Noah sat down in the chair and watched his wife’s chest rise up with every breath.  She always looked angelic as she slept, her dark hair covering the pillow, and her eyes, though closed, appeared to be fixed in thought.  He got up after a few minutes, kneeled down by the bed like a child praying, and laid his head parallel with hers on a blanket of air.  Charity opened her eyes halfway and smiled.

“I thought you were going to wake me up.”

“I’ve only been here for a few minutes.”

“I need to get up.”

“Just lay there.”

“No,” she said over a yawn, “there’s a lot of stuff we got to do before tomorrow.”

“It’ll get done.”

“Yes, but only if I do it.”  She got up and went to the bathroom to put on her robe, the white silk one that he had bought last Christmas.  The one that she had said was elegant and understated when they’d seen it in the store. She went into the kitchen.  Noah followed close behind.

“Are we still having dinner with your parents tonight?” he asked.

“Oh damn.  I’ve been pissed off at you I forgot about it.  It won’t matter if we’re late,” she half stated and half asked.

“If you say so.”

“We’re out of coffee,” she said aloud.

“Want me to go get some?”

“No, that’s fine.  We got orange juice.”

Noah walked up behind his wife and pressed his body hard against hers, hugging it tightly.

“Baby, it’s been a long time since we’ve had the time and the energy.”

Charity answered him by turning around and untying her robe, before she put her arms around his neck and kissed him.  When Charity kissed him before they made love it felt like the first time she’d ever kissed him. 

“Where’s the kitchen table?”

“Not in the kitchen anymore,” she answered as she knelt down and unzipped his pants.  “Lay down on the floor?” she asked not waiting for a reply as she gave him pre-sex fellatio.

“Uh-huh, the floor will do nicely.”  He took her head back and eased it to the kitchen floor as he fell over her.  Her ankles crossed between his feet, as her legs wrapped tightly around his waist.  He swayed hard back and forth, and gritted his teeth into a devilish smile while rubbing her chest with his free hands.

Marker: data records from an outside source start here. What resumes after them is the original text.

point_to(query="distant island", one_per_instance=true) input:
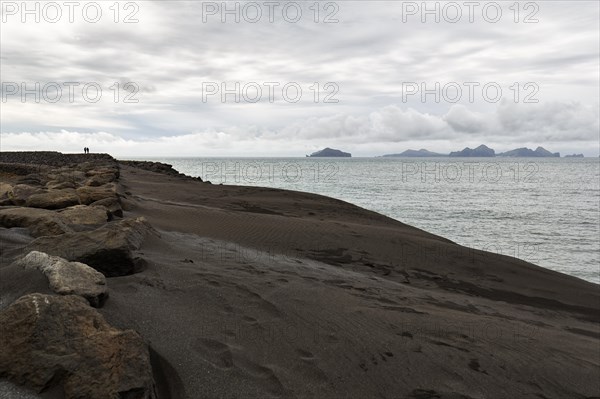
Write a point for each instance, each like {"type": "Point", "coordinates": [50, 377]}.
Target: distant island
{"type": "Point", "coordinates": [330, 152]}
{"type": "Point", "coordinates": [527, 152]}
{"type": "Point", "coordinates": [482, 151]}
{"type": "Point", "coordinates": [422, 153]}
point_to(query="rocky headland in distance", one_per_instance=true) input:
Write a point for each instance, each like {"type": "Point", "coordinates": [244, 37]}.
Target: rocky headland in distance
{"type": "Point", "coordinates": [131, 280]}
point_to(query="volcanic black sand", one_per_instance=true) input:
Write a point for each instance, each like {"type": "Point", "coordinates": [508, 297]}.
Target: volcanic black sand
{"type": "Point", "coordinates": [256, 292]}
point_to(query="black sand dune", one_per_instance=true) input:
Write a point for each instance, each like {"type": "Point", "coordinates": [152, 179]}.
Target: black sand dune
{"type": "Point", "coordinates": [255, 292]}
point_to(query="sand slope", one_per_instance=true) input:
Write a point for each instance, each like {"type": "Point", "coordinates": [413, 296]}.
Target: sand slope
{"type": "Point", "coordinates": [257, 293]}
{"type": "Point", "coordinates": [254, 292]}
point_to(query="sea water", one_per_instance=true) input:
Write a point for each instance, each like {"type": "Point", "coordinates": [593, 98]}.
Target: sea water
{"type": "Point", "coordinates": [542, 210]}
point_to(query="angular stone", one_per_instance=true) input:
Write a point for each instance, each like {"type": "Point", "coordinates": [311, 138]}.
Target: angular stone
{"type": "Point", "coordinates": [112, 205]}
{"type": "Point", "coordinates": [54, 199]}
{"type": "Point", "coordinates": [87, 194]}
{"type": "Point", "coordinates": [48, 340]}
{"type": "Point", "coordinates": [101, 179]}
{"type": "Point", "coordinates": [68, 278]}
{"type": "Point", "coordinates": [21, 192]}
{"type": "Point", "coordinates": [108, 249]}
{"type": "Point", "coordinates": [84, 215]}
{"type": "Point", "coordinates": [39, 222]}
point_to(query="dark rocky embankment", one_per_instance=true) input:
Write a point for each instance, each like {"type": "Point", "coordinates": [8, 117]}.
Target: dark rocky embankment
{"type": "Point", "coordinates": [130, 280]}
{"type": "Point", "coordinates": [62, 223]}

“Is that hard enough?” he whispered.

She closed her eyes and shook her head yes.

“Any harder?”  She moaned the Lord’s name in approval.

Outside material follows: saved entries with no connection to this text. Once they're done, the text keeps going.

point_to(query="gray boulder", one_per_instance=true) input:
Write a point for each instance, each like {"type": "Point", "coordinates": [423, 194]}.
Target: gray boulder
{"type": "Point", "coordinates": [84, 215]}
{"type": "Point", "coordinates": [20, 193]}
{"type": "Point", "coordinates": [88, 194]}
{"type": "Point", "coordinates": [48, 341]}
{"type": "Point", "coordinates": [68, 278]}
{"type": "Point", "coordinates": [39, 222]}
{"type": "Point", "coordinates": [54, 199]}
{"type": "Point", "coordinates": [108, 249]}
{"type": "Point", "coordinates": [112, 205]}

Noah and Charity liked having hard, rough sex.  It hurt a little, but the pain reminded her of the first time.  Charity had lost her virginity to Noah and likewise, on the perfect, romantic night.  The first time was uncomfortable, but the rough sex reminded them of the ultimate sacrifice, the greatest labor of love, a comfort. 

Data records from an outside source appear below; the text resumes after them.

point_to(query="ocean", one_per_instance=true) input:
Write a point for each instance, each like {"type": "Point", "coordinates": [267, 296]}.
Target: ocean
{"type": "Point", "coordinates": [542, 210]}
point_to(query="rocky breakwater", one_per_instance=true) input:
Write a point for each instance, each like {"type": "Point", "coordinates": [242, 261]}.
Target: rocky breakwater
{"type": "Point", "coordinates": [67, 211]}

Noah turned her over and went in from behind when it was nearing the end.  Noah rubbed her back with the rhythm, slipping his hands around her side and feeling her breasts swaying loosely.  Neither one of them made much noise, though both of their mouths were open with delight.  Noah pulled out just before he climaxed and finished on her back.  Noah laid down beside her on the tile floor.

“Did you?”

“Yes,” she answered.

Charity reached for her robe and wiped off her back with it.  Noah laid there beside her for a few seconds, but had to get up.

“Just a minute, I gotta go to the bathroom,” he said.  “We got any paper towels?  I better clean this up.”

Noah stepped over the stream pouring from the overturned carton of orange juice that had made its way to the edge of the carpet.